28 November 2009

If you've ever had to do batch processing, then you know how tedious it can be to write all the infrastructure code surrounding retries and error recovery and usefully handling long running processing and all the other tedium that surrounds a typical batch application. For these types of applications, I use Spring Batch, a batch processing framework from Dave Syer and the fine people at SpringSource.

The basic idea is that you setup jobs that have steps, that have tasklets. This the normal use case, but by no means the only one. You use jobs and steps to string together sequences of processing input and writing to output via a reader and a writer. Spring Batch has implementations for both reading and writing that will likely meet most of your needs: XML, files, streams, databases, etc. There's so much interesting stuff here, so of course I humbly recommend you take a crack at the documentation or read my book, Spring Enterprise Recipes.

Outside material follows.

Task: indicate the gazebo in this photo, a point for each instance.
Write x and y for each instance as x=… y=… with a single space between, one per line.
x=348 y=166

That said all said, there's no obvious way to read from an input source and then write to multiple files. The use case here, in my case, is Google's Sitemaps. These are XML files that describe the pages on your site. You list every URL possible. If you have more than 50,000 links, then you must create many files and list those files in a Sitemap index file. So, I wanted to read from a database and derive all the URLs possible for content, and then write those to sitemap XML files, where each sitemap could not exceed 50,000 entries. Spring Batch ships with an adapter writer that serves exactly this purpose. It's called org.springframework.batch.item.file.MultiResourceItemWriter. You define it just like you might any other writer, except that you wrap another writer with it.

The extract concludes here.